High-temperature thermal conductivity of electron-irradiated diamond

Abstract

The damage in diamond produced by electrons of 0.60, 0.90, and 1.50 MeV was found to give a reduction of the thermal conductivity between 320 and 450 K. The damage was stable upon annealing to about 800 K. For type-IIa diamond the radiation-induced thermal resistivity $R\left(T\right)\mathrm{}$ equals $2.4\times {10}^{-21\mathrm{}}{n}_V$ ${\mathrm{W}}^{-1\mathrm{}}$ cm K at 320 K and $1.7\times {10}^{-21\mathrm{}}{n}_V$ ${\mathrm{W}}^{-1\mathrm{}}$ cm K at 450 K, where $n_V$ denotes vacancy concentration.
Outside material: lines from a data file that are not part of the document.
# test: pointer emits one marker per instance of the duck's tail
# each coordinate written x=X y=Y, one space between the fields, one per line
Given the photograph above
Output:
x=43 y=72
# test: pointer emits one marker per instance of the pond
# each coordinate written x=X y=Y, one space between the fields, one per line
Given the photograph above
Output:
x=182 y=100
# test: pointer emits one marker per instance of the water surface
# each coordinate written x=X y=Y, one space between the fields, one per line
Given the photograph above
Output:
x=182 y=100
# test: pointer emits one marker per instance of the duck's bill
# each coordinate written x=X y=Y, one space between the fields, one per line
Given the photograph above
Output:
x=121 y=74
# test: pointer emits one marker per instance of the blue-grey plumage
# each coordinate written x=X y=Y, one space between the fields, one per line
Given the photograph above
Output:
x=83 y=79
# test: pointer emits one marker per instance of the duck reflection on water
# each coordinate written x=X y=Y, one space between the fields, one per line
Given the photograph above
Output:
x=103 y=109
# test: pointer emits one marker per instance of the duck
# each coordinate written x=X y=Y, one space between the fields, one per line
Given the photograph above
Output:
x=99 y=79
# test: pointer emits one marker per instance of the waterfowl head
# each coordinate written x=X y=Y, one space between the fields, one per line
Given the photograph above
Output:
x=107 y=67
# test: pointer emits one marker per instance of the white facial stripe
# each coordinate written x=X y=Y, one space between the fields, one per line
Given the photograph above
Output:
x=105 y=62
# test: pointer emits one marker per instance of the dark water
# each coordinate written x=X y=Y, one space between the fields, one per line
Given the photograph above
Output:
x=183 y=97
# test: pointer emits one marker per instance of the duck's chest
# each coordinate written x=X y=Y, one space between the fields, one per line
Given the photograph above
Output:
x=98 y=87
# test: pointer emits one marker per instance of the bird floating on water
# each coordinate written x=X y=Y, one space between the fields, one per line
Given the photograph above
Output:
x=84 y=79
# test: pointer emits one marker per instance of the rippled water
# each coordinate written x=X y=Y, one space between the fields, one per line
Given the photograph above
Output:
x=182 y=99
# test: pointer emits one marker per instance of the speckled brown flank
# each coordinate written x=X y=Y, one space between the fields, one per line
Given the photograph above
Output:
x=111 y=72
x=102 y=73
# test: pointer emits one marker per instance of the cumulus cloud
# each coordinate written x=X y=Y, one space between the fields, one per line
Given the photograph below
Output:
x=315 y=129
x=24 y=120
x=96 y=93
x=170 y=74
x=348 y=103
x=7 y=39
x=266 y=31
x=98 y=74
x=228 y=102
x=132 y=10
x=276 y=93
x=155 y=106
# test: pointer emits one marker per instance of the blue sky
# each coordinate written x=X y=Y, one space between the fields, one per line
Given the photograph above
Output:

This conclusion was reached by taking the displacement energy of carbon atoms to be 80 eV, by assuming no instantaneous recombination, and by neglecting any effect of displaced atoms on the high-temperature thermal conductivity. For type-I diamond, larger values were found for $R\left(T\right)\mathrm{}$, suggesting that displaced carbon atoms might be trapped on the nitrogen impurity. The results for irradiated type-IIa diamond and unirradiated type-I diamond indicate that vacancies cause somewhat more strain in the lattice than nitrogen. For these two kinds of point defects there was also a difference in the temperature dependence of the thermal conductivity.